New Retro GameStops are now spawning near you.”
They also link to a Retro Store locator website, which you can see here. As reported by Shacknews, the company has been selling retro video games on their website for some time now. But as we have seen GameStop’s business drop so that they had to close most of their locations within the past decade, their seeming comeback is certainly surprising.
Based on the comments on this Resetera thread, it doesn’t seem that they have opened new branches again, so much as they have brought back the sale of their retro video games on some of the physical locations they have that are still operating.
True blue retro video game collectors will tell you that there are tons of other dedicated retro video game stores across America that are better places to buy those older games. Here’s a YouTuber who regularly makes videos about those stores. But there’s something here that we can regard with interest on GameStop’s new announcement today.
Gamestop shared their new GameStop Retro logo, and a second image showing all the retro game consoles that they have products for at their stores. Let’s run them down below:
- Nintendo Entertainment System
- Super Nintendo Entertainment System
- Game Boy Advance
- Game Boy
- Nintendo 64
- Nintendo DS
- Wii
- Wii U
- Nintendo Gamecube
- Xbox
- Xbox 360
- PlayStation
- PlayStation 2
- Sega Dreamcast
- Sega Genesis
- Sega Saturn
- PlayStation Vita
- PlayStation 3
We’re going to assume that this is not a definitive list, since there are clear omissions of platforms that aren’t really that obscure, such as the Atari VCS, and the PlayStation Portable. Maybe they don’t have enough stocks of those consoles to really advertise. But GameStop seems to have made it official; the seventh generation of video game consoles, the PlayStation 3 and the Xbox 360, are officially retro. But the Wii U, which released in 2012, is also in this list too.
We suppose it makes sense to include the Wii U here now, not in terms of release date or console generation, but because Nintendo definitively left behind Wii U products when they launched the Switch.
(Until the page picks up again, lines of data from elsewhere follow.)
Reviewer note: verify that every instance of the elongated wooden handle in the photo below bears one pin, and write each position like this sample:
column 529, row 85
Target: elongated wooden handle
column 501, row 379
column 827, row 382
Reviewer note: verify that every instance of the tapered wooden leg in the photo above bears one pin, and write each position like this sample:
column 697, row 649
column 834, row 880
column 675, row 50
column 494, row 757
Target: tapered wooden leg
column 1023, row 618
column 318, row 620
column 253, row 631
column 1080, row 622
There’s no backwards compatibility between Switch and Wii U, in the same way that it doesn’t exist between PlayStation 3 and PlayStation 4. You can play Xbox 360 games on Xbox One and Xbox Series X|S, but with the Xbox 360 store closing, and the clear age of that platform, it makes sense that the retro games business considers it a retro console too.
Now, we are fortunate to live in a time when it’s become popular to rerelease old video games. They rerelease them as standalone titles, as collections of games, even as premiere museum like experiences. There is even a storefront dedicated to old games, that’s making new rereleases even now. This may not cover all retro games under the sun, but we are not starving for options today.